The definition says that:
Suppose $D \subseteq R$.
$\{f_n(x)\}$ uniform converging to $f(x)$ in $D$ if any $\epsilon > 0$ , $\exists N(\epsilon)$, such that for any $n > N(\epsilon)$ and any $x \in D$:
$|f_n(x) - f(x)| < \epsilon$
I need to prove uniform convergence for $\{f_n(x)\} = x^n$, where $0 \leq x \leq \frac{1}{2}.$ Can you please solve this in detail?
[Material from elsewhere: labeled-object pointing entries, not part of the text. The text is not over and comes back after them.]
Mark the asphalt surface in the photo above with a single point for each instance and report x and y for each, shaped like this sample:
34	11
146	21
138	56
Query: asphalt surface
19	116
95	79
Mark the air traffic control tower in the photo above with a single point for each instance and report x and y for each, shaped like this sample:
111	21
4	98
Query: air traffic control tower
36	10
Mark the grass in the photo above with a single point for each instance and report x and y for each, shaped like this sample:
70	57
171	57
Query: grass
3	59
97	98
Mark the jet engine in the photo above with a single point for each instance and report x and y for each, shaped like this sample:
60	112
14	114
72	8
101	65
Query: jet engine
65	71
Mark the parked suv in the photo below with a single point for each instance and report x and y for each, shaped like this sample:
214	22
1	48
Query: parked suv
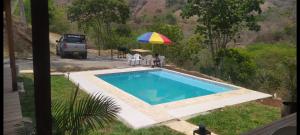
71	44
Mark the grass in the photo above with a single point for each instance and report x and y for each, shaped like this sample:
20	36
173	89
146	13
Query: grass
238	119
62	88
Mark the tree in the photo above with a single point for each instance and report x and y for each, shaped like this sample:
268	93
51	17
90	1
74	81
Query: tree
235	66
220	21
76	116
101	14
289	78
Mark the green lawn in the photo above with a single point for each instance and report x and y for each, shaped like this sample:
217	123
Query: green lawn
238	119
61	88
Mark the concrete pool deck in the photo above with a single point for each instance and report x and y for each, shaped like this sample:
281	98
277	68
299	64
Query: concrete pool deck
138	114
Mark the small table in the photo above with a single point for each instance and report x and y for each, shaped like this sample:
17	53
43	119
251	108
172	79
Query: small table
197	132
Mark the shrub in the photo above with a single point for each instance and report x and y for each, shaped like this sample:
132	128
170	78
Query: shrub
235	66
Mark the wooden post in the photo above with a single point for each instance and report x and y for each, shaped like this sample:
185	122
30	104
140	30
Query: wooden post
9	31
22	13
41	66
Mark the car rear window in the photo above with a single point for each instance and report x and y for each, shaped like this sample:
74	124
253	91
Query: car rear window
74	39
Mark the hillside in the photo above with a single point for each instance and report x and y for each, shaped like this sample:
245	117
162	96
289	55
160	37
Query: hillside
278	19
278	22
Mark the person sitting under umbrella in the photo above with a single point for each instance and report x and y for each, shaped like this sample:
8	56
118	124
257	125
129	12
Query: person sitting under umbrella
156	61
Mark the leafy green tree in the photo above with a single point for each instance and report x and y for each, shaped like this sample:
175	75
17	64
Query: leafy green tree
235	66
289	78
99	14
220	21
77	116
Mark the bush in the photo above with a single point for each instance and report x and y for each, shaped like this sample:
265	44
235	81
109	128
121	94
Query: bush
271	75
235	66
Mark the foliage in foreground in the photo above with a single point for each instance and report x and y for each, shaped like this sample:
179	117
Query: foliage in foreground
61	88
238	119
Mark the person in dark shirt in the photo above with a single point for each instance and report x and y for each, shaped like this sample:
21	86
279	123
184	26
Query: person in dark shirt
156	61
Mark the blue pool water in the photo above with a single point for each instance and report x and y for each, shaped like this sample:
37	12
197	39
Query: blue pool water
159	86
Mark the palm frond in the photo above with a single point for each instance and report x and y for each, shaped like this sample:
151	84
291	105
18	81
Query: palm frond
89	112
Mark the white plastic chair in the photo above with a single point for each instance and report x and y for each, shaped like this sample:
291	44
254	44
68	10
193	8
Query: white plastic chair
137	58
130	59
148	59
162	60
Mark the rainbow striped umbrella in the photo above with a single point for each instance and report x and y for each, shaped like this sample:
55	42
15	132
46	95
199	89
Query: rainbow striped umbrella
154	38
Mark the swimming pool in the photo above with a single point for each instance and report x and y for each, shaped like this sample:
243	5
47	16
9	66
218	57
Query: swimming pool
161	86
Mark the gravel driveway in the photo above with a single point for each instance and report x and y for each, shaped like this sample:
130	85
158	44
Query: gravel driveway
75	64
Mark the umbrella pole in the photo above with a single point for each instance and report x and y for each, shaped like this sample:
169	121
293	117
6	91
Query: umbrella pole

I couldn't find examples on youtube so I'm here wish you can help me. thanks!
Here's a rough sketch for how you might determine $N(\epsilon)$. Note this is definitely not in the form of a rigorous proof and there are several unjustified statements left for you to think about.
We can show that $f_n(x) \to 0$ as $n \to \infty$ for all $x$ in $D = \lbrack0, 1/2\rbrack$. Given $\epsilon > 0$, you need to determine an $N = N(\epsilon)$ such that $n \geq N$ implies for all $x \in D$ that $|f_n(x) - f(x)| = x^n < \epsilon$. Since $|f_n(x) - f(x)| = x^n$ is maximized in $D$ at $x = 1/2$ (why?), you need $N$ large enough that $(1/2)^N < \epsilon$ (which will in turn make $(1/2)^n < \epsilon$ for $n \geq N$). So $$ N > -\log_2 \epsilon $$ must hold. Hence you can choose $N = \max\{\lceil -\log_2 \epsilon \rceil, 1\}$.